I usually do not change much on January 1st. Some make New Year's resolution(s), and want to start the New Year off doing something that they want to change. We all know people who suddenly start hitting the gym on January 1st. That is great, and I applaud anyone who gets inspired to take action that they have wanted to take but could not get themselves to do for any of an infinite amount of reasons. Well, this year I found myself doing something similar.
Lately, and for a variety of reasons, while I have not stopped looking at, and analyzing, my surroundings and nature as an artist, I have not painted as much as I wanted to. After watching some art videos, and looking at some of John Sargent's watercolors, I felt the urge to paint something moody with atmosphere, and chose a gray day at the beach.
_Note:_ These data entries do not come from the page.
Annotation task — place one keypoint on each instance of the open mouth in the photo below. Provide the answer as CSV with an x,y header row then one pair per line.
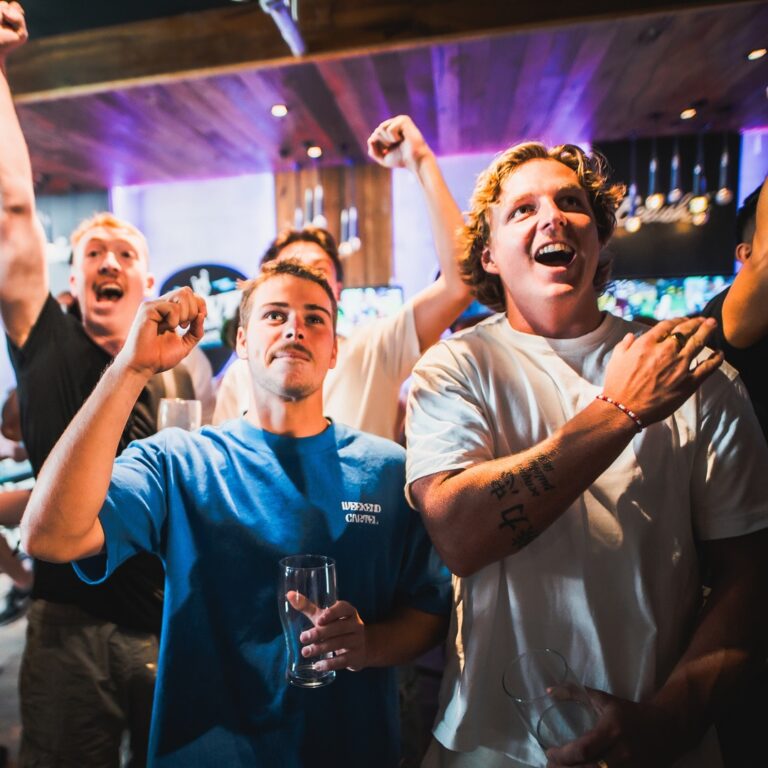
x,y
108,292
293,352
555,255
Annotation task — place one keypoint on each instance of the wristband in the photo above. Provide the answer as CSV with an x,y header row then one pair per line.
x,y
623,408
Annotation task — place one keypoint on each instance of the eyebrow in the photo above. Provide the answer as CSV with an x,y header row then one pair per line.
x,y
128,245
286,305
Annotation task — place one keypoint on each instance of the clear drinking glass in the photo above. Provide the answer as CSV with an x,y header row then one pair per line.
x,y
314,578
548,696
176,412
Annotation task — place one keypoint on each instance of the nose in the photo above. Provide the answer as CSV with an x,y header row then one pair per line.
x,y
551,215
294,328
109,263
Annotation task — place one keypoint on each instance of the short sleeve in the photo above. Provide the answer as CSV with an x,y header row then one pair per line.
x,y
447,428
730,472
424,582
134,511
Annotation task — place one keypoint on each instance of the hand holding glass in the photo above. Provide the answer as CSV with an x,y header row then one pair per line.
x,y
551,701
313,579
175,412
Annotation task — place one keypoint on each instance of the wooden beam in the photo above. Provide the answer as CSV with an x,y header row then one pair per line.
x,y
240,37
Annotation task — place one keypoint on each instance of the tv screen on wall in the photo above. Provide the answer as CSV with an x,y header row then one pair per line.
x,y
662,298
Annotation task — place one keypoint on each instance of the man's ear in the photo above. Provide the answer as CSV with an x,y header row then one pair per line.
x,y
743,252
240,348
489,265
335,352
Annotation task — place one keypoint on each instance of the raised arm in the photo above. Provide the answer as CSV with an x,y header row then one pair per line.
x,y
61,521
745,320
398,143
495,508
23,271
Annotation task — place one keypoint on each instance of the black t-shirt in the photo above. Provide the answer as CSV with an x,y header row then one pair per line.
x,y
56,370
750,362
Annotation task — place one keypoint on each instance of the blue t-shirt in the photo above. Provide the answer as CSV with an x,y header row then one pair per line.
x,y
221,507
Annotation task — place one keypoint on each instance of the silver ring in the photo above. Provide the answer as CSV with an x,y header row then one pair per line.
x,y
680,339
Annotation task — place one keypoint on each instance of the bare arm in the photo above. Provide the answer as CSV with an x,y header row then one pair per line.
x,y
12,506
745,320
494,509
23,270
398,143
728,643
61,521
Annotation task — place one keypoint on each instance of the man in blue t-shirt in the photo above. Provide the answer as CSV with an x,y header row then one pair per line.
x,y
221,507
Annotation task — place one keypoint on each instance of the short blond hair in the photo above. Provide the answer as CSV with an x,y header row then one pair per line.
x,y
106,220
592,173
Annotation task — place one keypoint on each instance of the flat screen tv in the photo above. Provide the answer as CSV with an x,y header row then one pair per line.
x,y
662,298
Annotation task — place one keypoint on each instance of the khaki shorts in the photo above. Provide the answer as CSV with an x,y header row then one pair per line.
x,y
83,683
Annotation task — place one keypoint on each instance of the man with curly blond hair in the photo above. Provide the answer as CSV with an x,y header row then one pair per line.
x,y
572,469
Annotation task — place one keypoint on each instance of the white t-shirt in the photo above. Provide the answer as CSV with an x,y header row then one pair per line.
x,y
613,584
362,390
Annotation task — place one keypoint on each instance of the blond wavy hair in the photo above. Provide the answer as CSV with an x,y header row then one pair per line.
x,y
109,221
592,173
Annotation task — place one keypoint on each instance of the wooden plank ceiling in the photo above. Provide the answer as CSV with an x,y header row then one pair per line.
x,y
184,97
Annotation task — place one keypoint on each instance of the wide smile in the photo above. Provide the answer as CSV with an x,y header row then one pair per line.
x,y
293,352
557,254
108,291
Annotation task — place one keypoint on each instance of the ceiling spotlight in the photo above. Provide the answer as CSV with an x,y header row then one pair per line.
x,y
698,204
675,192
724,195
655,199
632,222
700,219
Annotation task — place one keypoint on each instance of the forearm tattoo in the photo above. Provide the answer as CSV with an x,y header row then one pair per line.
x,y
534,478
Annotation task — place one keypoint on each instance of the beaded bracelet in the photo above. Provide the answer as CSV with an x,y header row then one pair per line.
x,y
623,408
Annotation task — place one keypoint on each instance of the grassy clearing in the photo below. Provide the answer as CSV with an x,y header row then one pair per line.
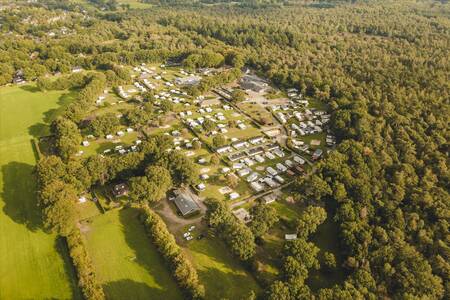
x,y
126,262
222,275
34,265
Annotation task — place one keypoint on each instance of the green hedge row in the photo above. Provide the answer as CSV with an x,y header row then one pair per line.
x,y
87,280
184,272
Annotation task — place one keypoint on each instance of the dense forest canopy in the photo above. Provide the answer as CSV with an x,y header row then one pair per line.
x,y
383,68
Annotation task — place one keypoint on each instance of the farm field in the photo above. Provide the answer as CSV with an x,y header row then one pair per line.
x,y
222,275
126,262
34,264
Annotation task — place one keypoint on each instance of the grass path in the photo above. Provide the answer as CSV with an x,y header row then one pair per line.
x,y
33,264
126,262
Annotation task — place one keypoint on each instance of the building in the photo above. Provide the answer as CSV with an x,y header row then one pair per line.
x,y
186,202
190,80
290,237
233,196
317,154
242,214
269,199
120,190
257,187
254,83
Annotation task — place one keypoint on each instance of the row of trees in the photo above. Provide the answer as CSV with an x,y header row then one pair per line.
x,y
384,77
300,256
58,198
183,271
236,234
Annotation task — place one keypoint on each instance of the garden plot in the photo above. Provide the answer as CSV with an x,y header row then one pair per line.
x,y
110,144
125,260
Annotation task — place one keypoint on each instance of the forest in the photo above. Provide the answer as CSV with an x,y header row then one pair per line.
x,y
382,67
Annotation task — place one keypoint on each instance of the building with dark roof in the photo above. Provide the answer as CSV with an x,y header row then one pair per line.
x,y
186,202
120,190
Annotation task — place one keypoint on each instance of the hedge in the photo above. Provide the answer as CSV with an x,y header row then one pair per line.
x,y
183,271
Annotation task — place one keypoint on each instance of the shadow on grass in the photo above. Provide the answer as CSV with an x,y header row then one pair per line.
x,y
63,251
228,279
19,195
327,238
30,88
127,289
43,128
146,256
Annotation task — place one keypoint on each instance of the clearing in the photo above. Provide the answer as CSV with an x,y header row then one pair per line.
x,y
125,260
34,264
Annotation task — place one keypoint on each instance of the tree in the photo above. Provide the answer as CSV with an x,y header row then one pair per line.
x,y
303,251
312,217
329,260
232,180
219,141
104,124
209,125
166,106
240,239
161,179
215,159
197,145
140,188
279,291
68,137
57,200
263,218
61,216
238,96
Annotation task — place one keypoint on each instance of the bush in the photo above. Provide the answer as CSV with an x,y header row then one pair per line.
x,y
184,273
87,280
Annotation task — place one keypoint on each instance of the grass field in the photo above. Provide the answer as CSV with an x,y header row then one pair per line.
x,y
33,264
222,275
127,264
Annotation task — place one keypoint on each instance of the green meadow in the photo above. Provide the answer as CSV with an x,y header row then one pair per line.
x,y
33,264
223,276
125,260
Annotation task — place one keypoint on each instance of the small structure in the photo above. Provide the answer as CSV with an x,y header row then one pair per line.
x,y
190,80
242,214
120,190
290,236
233,196
317,154
254,83
269,198
186,202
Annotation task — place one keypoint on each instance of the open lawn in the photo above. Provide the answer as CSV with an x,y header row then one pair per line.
x,y
33,264
222,275
126,262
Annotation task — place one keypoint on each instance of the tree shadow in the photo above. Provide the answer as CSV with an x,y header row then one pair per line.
x,y
37,130
227,278
42,128
63,250
30,88
19,195
148,257
221,285
130,289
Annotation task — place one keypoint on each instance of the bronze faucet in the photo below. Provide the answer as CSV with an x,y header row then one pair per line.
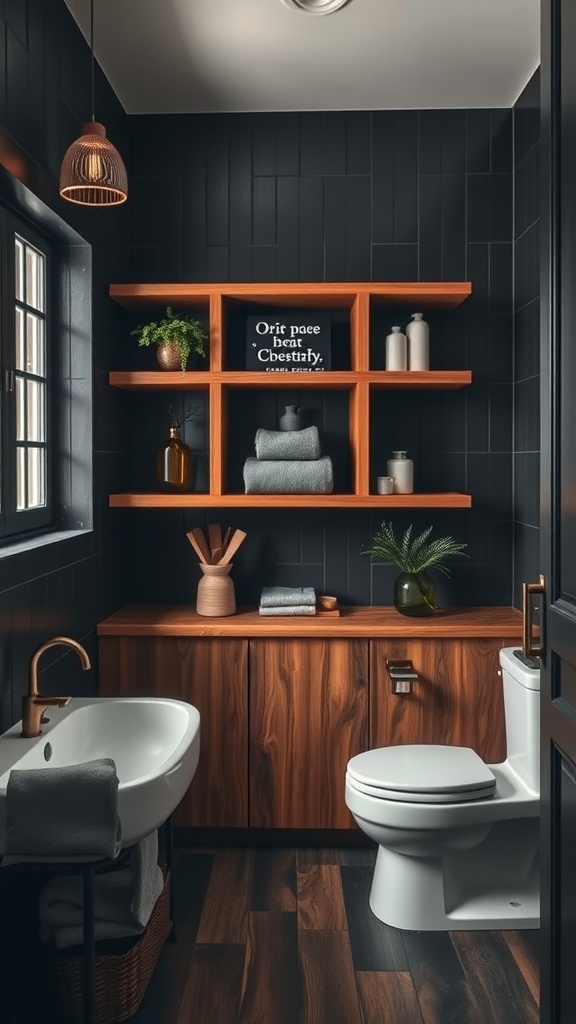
x,y
34,705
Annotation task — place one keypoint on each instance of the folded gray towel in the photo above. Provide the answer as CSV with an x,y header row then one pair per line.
x,y
288,443
288,609
266,476
68,813
123,900
282,596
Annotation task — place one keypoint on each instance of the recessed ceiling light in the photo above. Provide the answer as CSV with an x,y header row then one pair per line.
x,y
316,6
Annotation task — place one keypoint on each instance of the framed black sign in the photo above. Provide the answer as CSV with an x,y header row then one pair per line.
x,y
288,341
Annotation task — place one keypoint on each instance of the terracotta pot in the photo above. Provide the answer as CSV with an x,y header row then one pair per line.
x,y
168,355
I have spent a lot of time at this location, especially over the past few years, and really like the cool, gray days when a lot of people do not come down to the beach. It is a time where I feel like I am able to connect with nature directly, on a one-on-one feeling, and I really enjoy this mixture of solitude and feeling a part of nature. These seemingly conflicting feelings, of solitude and connection with nature, are what I wanted to create in my painting. This day, the sky had blue in it, but it was a cool, blue-gray.
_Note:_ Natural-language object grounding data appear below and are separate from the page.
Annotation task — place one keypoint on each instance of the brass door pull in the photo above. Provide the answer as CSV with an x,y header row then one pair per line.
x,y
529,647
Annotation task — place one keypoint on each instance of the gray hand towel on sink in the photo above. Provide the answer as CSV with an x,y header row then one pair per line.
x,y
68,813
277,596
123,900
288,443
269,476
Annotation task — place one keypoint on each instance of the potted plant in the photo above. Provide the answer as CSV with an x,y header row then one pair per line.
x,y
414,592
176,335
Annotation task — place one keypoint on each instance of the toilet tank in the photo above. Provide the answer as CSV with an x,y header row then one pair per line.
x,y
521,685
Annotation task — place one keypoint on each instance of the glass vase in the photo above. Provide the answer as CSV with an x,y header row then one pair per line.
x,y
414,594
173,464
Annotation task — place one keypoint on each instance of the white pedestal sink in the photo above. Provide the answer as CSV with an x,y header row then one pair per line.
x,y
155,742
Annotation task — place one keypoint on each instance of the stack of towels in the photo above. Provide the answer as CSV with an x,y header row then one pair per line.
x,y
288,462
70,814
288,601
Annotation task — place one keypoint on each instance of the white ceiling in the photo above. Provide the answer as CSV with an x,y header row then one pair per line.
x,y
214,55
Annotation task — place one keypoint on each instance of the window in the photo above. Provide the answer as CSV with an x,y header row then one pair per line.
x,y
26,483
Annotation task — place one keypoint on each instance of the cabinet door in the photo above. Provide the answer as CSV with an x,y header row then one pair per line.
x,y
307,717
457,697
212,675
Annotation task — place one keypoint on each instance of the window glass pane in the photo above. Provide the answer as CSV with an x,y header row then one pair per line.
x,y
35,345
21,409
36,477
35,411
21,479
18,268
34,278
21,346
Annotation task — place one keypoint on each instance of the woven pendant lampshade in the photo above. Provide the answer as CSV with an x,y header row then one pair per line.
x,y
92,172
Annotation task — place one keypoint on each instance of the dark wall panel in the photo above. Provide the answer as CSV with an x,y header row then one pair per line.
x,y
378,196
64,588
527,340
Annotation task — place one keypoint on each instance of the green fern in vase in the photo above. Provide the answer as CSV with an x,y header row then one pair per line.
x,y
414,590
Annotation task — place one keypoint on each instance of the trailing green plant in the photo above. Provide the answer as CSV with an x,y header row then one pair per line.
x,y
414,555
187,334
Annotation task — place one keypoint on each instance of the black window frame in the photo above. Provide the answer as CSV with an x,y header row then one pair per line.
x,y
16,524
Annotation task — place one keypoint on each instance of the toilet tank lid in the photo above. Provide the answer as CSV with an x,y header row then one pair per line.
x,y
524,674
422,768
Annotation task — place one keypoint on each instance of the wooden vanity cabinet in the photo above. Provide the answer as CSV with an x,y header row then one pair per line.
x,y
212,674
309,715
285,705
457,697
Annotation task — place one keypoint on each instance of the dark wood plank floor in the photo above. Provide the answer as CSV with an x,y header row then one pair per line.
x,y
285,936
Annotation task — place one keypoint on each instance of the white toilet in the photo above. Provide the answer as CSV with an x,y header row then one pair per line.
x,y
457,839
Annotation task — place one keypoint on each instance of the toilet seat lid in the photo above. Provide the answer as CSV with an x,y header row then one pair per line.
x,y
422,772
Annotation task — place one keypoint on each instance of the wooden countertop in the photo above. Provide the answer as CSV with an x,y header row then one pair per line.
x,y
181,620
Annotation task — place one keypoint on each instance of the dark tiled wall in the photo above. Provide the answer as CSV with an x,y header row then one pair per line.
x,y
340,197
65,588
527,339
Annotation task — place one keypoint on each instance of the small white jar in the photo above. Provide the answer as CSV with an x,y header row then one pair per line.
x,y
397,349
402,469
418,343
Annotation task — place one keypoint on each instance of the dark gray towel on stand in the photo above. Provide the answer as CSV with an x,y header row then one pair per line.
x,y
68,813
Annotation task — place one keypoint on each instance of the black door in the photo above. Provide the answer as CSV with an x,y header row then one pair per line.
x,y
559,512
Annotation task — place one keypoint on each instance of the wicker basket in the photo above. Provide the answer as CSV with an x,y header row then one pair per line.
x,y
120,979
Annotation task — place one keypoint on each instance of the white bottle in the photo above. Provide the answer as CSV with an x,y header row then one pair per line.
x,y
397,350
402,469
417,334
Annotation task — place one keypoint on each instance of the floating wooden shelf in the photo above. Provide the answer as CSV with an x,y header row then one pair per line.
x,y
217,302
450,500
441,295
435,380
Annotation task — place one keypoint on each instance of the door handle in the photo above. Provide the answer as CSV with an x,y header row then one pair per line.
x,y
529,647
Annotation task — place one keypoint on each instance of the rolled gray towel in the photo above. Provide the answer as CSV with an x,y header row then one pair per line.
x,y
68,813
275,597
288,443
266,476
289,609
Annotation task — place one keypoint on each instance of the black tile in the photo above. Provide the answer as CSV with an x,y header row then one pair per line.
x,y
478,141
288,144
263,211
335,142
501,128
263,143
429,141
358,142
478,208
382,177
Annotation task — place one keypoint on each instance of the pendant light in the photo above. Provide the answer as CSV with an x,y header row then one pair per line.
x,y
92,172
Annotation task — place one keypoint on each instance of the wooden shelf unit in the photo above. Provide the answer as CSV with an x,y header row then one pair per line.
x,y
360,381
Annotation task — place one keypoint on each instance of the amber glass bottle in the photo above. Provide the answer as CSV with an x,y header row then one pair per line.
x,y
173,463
This gray, atmospheric painting also helped me paint how I have been feeling in general lately, and connected me with how I used to paint when I first started art. When I first started teaching myself art, I found an artist who became one of my favorites, Joseph Zbukvic. He often paints using a lot of desaturated hues, and because I fell in love with his art at the very start of my art journey and practiced creating similar color mixes to his, these kinds of grays are among my favorites to create. So not only did painting this atmospheric painting match my current mood, it also reminded me of how I began in art and watercolor painting -- lots of mood and atmosphere, and lowering the saturation.
So I started off the New Year getting back to my painting roots, and was reminded that there are endless subjects to paint. And if I am not feeling "in the mood" to paint, perhaps looking for, and painting, a subject that matches my mood will help create my urge to paint. Or, stated another and more precise way, I was reminded that I can paint my current mood regardless of the subject.
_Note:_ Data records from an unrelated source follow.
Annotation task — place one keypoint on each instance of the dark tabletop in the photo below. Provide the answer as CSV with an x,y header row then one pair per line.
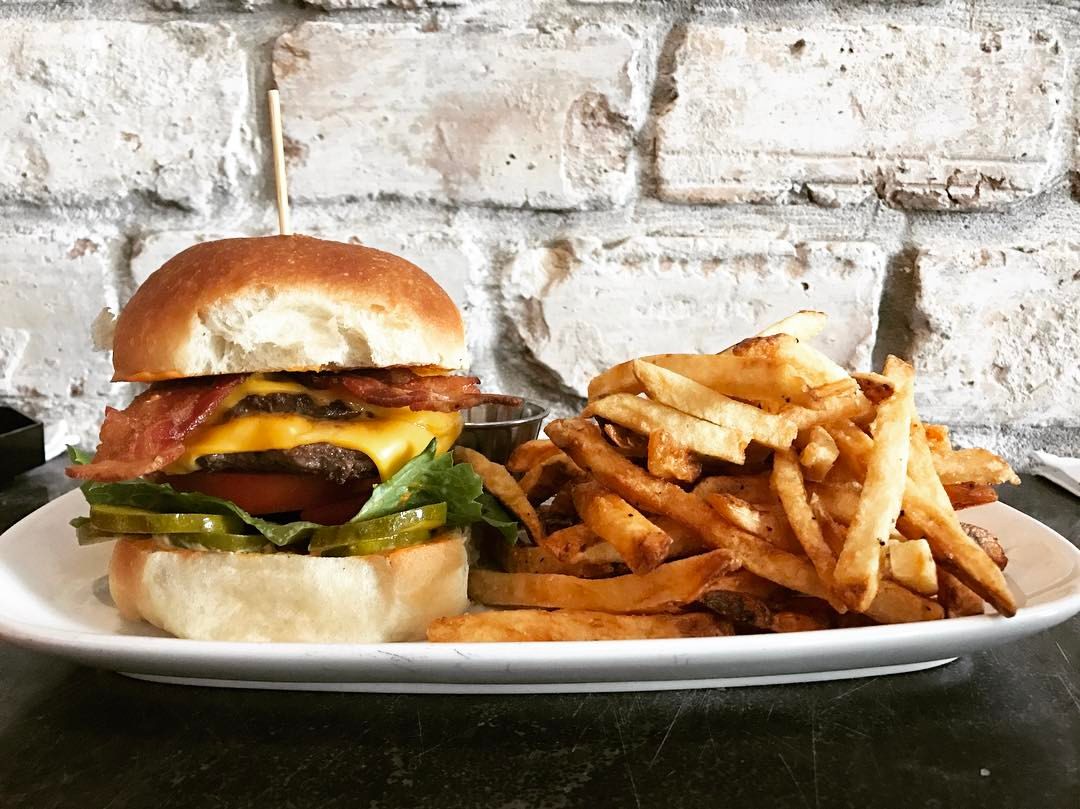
x,y
1000,728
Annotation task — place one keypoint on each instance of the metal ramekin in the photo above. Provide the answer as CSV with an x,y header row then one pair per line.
x,y
496,430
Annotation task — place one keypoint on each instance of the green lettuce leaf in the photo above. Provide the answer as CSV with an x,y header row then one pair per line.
x,y
427,479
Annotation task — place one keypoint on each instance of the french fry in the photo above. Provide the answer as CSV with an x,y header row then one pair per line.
x,y
804,325
761,378
645,416
956,597
858,568
968,495
973,466
568,544
548,476
640,543
875,387
912,564
937,437
755,489
566,624
828,403
527,455
839,499
691,398
504,488
670,459
667,589
760,522
534,560
753,611
988,542
787,483
928,509
630,443
819,454
582,441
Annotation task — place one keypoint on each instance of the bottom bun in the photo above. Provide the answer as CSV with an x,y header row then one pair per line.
x,y
288,597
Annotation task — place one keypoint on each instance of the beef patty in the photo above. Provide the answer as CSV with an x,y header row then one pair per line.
x,y
298,403
326,460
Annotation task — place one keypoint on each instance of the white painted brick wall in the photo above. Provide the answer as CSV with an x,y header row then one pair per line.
x,y
139,125
53,284
102,110
1001,335
581,307
523,119
925,117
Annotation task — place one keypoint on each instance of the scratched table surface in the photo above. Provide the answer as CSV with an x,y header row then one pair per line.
x,y
996,729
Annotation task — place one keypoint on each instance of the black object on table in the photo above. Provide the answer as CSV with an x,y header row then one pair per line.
x,y
999,728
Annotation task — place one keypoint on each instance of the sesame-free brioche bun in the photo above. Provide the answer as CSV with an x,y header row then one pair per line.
x,y
284,302
289,597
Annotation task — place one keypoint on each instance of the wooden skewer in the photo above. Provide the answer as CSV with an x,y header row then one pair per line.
x,y
284,226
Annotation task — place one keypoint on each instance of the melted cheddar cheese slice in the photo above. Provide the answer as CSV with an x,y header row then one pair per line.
x,y
388,435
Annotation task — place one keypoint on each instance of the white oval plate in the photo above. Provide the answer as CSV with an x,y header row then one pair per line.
x,y
54,598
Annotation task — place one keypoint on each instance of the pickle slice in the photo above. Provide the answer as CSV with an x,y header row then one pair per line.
x,y
381,529
375,544
126,520
216,542
88,535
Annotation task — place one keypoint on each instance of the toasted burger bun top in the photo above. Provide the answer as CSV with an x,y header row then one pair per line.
x,y
284,304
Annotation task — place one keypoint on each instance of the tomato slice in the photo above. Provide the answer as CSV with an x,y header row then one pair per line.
x,y
267,493
335,513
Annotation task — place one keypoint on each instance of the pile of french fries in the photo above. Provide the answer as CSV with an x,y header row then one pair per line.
x,y
760,489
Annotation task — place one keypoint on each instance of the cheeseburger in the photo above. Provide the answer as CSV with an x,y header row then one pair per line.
x,y
285,474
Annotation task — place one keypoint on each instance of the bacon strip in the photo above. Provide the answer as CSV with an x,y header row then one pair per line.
x,y
403,388
149,433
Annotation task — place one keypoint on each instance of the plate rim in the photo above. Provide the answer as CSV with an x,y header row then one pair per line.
x,y
117,651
If I was to paint a still life today of brilliant apples, oranges, or other fruit(s), perhaps I would purposely create a cooler background, and desaturate the hues of the fruit(s). In this manner, I am still capturing the scene and subject, but I am also communicating with the viewer my current feelings and mood through the atmosphere, color choices, and saturation levels of the painting.
While these are not new "revelations" for me, I find myself "learning" the same lessons over and over again, but each time I usually understand the lessons more acutely. Every time such a revelation occurs, I feel I gained a deeper and more meaningful understanding of this lesson and now I have "got it", only to find out later on that there are many more layers of meaning, understanding, and depth to these concepts. Life, and art, never cease providing more insight and distinctions so long as we are open to growing and to be doing certain actions that allow us to have these epiphanies. For me, this New Year's Day, by deciding to paint this cool, gray, atmospheric painting, I opened the door for this kind of learning, and thankfully new insights came to me.
May this New Year of 2024 bring all of us great health, peace, love, understanding, and connection with each other, ourselves, and with our art. And as Joseph Zbukvic is fond of saying, "Never give up", and "Just paint".